Harvey, who earned his Commercial Driver’s License (CDL) in May 2024, had hoped to embark on a promising career in trucking. His excitement was palpable as he joined TMC Trucking, a company that, at first, seemed to offer a bright future. However, his orientation took a sharp turn when trainers demanded he cut his dreadlocks, citing safety concerns.

“I obtained my CDL in May 2024 and applied for my first job as a trucker, landing upon TMC Trucking in Des Moines, Iowa,” Harvey explained. “The company selected me as an applicant and brought me to Des Moines for orientation to eventually get me driving full-time for their company. I was doing a great job and was one of the top performers in testing.”

But the situation quickly deteriorated. “I was taken aside by trainers and told that I needed to cut my dreadlocks off or I would be terminated immediately,” Harvey recounted. “This made me feel horrible. I got my dreadlocks when my father died several years ago and have not cut them since. I felt singled out since other non-Black drivers had long hair.”

Harvey proposed several alternatives to comply with the company’s safety policies, including tying his hair back, wearing a covering, or even trimming his dreadlocks. However, TMC Trucking remained adamant, insisting that his hairstyle posed a safety risk. Harvey, in turn, emphasized that he could safely wear a hard hat with his dreadlocks and that his hairstyle held deep cultural and personal significance.

“TMC has many white employees who drive trucks—wearing hard hats—who are allowed to drive for them,” Harvey stated. “I believe the decision to let me go is racially motivated.”
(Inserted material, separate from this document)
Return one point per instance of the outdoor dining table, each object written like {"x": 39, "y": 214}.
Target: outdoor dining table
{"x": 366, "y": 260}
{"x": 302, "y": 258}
Feeling discriminated against, Harvey filed a civil rights complaint with the Iowa Civil Rights Commission and sought legal counsel from Ben Lynch, a civil rights attorney based in Des Moines, Iowa. Lynch had previously handled a similar case against TMC Trucking in 2021, involving another Black driver who faced discrimination due to his hairstyle.

“I am not doing this to get rich or for attention. I simply want to right a wrong,” Harvey asserted. “I researched TMC and saw that they had done something similar to another Black driver three years prior, so I contacted the attorney, Ben Lynch, who handled that case.”

Harvey and Lynch plan to file a lawsuit seeking monetary damages, although they have not yet determined a specific amount. They have attempted to resolve the issue with TMC Trucking but have received no response.

“I hope that bringing attention to this issue will prevent TMC from doing it in the future to other Black men simply seeking to earn an honest living,” Harvey said.

As he continues his job search, Harvey remains hopeful that his next employer will judge him based on his skills and qualifications, rather than his appearance. “I am hopeful my next employer will accept me for who I am and not judge me based on my skin color.”

Drew Harvey’s story is a poignant reminder of the ongoing struggle against racial discrimination in the workplace. His courage and determination to seek justice not only highlight the importance of cultural identity but also underscore the need for systemic change to ensure equal treatment for all.